Whether you are the child’s attorney, CASA volunteer, teacher, therapist, or judge, the child needs to hear that you care about them. Here is my short list of ways we can all be better advocates for each child:
- Be in the moment with this child--not thinking about the next appointment, how late you are for the next case, or what you are needing to pick up from the store on your way home. This is the most important moment in this child’s day. We owe it to the child to be focused on them--they are certainly focused on you and this moment.
- Attorneys, it will require more than one virtual meeting or phone call with your child client the day before court, to build rapport, hear their story, gain their trust, and build their case. This is your job. Do it well or go into another area of practice. Your advocacy can set this child’s trajectory for success.
- Judges, you are the final arbiter, the unbiased determiner of what is in the best interests of these children. Please make time in your day for these children. You can meet virtually or in person, but meet with the children, listen to their hearts and minds--at a time that fits the children’s daily needs. Do not interrupt their school day if you can “meet” before school, after school, or at another time that will allow the children to know they are important and that their time is just as important as yours.

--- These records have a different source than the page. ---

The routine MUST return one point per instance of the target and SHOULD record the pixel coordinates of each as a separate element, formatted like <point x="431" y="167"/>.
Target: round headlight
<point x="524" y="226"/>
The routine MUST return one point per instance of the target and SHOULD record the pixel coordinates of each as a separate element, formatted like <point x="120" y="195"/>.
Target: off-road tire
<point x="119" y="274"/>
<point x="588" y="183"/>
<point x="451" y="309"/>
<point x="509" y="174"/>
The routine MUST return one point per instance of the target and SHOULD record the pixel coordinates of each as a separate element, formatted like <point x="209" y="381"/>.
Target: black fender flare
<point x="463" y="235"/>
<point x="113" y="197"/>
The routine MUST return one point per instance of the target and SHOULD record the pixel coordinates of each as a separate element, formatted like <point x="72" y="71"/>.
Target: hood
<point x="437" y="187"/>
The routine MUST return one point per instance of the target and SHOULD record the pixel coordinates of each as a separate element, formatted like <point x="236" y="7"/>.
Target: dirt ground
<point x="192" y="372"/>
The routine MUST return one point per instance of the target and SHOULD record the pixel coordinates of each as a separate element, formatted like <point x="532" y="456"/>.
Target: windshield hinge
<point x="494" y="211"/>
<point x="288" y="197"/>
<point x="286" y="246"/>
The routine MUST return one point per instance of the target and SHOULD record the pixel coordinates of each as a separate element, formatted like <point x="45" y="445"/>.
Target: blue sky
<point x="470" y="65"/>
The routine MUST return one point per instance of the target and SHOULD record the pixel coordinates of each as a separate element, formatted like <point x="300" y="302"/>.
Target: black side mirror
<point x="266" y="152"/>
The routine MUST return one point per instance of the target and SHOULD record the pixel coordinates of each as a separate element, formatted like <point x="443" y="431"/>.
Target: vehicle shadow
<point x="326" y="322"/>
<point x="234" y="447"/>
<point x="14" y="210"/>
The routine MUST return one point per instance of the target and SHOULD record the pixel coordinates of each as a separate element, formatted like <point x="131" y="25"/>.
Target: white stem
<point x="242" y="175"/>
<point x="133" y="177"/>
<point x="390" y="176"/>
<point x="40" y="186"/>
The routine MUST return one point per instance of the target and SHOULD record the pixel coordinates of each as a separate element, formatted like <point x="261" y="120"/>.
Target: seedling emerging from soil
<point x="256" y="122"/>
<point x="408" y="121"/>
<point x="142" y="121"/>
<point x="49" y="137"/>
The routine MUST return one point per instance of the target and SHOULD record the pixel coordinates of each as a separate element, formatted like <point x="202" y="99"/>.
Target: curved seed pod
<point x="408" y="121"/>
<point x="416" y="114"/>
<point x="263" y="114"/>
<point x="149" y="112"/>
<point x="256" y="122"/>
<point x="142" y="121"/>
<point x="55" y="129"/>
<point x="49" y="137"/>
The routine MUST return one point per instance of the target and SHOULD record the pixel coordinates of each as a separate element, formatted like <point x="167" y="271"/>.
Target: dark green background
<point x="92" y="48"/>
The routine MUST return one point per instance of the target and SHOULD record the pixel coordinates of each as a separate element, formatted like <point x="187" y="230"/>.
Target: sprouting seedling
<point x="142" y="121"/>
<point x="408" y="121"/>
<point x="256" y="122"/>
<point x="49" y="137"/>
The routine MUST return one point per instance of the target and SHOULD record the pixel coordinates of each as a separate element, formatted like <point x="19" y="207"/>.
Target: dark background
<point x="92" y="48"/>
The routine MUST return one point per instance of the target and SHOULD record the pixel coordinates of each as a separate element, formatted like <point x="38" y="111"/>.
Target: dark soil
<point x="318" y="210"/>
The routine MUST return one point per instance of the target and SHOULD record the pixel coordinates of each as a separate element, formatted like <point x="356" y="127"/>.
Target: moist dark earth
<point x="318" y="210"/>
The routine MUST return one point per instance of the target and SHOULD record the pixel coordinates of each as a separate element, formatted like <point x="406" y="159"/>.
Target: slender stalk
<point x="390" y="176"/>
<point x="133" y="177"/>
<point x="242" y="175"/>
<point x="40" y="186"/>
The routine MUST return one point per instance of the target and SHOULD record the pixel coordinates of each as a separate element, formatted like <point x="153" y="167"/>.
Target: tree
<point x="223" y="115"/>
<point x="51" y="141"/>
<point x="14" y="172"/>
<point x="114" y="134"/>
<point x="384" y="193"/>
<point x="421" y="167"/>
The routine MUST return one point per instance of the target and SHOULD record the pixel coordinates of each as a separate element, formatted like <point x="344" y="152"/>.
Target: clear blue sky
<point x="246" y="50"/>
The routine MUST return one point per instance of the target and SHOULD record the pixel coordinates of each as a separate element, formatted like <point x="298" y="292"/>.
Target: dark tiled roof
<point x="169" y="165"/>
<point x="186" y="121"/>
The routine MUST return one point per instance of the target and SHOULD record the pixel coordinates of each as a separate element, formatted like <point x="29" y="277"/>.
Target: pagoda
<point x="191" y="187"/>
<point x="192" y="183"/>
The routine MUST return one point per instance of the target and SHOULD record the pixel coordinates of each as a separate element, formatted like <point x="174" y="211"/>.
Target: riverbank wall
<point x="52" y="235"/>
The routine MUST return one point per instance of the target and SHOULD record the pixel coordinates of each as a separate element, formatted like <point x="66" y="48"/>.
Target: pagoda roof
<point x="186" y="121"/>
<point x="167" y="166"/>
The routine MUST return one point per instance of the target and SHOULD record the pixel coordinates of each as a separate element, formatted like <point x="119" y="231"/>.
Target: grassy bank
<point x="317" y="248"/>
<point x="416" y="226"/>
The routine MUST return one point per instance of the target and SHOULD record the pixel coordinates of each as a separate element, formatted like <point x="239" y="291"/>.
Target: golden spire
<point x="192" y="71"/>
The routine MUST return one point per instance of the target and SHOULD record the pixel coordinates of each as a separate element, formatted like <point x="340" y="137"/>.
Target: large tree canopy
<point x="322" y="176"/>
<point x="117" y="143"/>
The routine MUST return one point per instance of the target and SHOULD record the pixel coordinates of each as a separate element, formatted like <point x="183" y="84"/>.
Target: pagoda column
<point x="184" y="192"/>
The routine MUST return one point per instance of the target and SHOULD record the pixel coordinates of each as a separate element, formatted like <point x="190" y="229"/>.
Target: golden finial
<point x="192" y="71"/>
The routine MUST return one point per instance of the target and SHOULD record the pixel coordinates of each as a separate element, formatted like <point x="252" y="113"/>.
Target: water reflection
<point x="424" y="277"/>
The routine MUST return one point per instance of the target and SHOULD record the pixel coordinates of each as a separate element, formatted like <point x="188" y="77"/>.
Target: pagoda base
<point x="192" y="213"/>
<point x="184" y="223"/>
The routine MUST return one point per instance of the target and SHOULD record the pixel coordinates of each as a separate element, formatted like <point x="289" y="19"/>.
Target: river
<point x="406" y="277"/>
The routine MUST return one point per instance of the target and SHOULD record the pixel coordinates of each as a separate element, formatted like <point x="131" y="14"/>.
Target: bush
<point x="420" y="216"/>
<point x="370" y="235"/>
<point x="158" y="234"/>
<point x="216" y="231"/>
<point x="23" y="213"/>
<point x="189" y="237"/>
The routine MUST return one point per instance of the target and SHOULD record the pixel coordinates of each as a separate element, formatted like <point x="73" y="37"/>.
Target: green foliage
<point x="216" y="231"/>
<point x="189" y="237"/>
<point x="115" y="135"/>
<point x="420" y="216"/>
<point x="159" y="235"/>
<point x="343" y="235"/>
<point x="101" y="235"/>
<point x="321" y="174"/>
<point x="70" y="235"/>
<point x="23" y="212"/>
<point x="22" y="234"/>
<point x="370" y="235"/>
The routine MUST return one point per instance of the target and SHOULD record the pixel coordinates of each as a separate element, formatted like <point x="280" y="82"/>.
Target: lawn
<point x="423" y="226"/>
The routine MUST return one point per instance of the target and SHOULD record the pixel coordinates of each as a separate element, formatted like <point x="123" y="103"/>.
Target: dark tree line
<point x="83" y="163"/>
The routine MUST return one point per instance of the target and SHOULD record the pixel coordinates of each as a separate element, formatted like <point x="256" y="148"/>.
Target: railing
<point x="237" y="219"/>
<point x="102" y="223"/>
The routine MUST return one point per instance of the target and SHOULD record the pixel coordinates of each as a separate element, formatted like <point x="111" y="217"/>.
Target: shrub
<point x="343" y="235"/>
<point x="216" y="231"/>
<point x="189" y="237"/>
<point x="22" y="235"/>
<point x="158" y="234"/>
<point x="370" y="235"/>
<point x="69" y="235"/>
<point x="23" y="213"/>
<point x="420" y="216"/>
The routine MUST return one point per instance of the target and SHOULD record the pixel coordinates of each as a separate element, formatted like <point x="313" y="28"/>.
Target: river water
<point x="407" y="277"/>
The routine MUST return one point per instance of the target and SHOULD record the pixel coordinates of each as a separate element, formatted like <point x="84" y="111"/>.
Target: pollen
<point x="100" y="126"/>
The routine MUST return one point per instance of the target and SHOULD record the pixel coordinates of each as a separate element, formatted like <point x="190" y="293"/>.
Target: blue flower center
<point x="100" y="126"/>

- Teachers, foster parents, guardians, therapists, and attorneys, read and follow the work of Dr. Bruce Perry. He admonishes us to ask, “What happened to you?” instead of “What’s wrong with you?” (What Happened to You by Bruce D. Perry, M.D. PhD and Oprah Winfrey, 1st Ed April, 2021).
- Caseworkers (and attorneys), think outside the parameters of “the system” and consider whether the system is working for your client. Ask yourself, “With what I know about this system, this child, and this child’s family situation, will the current (or usual) plan meet the needs of this child, ensuring this child’s ability to connect to a brighter future?”
There are no easy answers. The systems were put in place with noble intentions: to offer safety to children and consistency for professionals working with children. But sometimes, the system seems to be managing the people instead of the people working effectively within a beneficial system. We must continue to ask whether a particular system is working for a particular client. The system will continue on, certain to survive, even if your child client breaks free of it. Although many children may survive the system, consider whether there is more we can be doing to ensure that children in our care do more than survive. To survive is not enough; help them to thrive!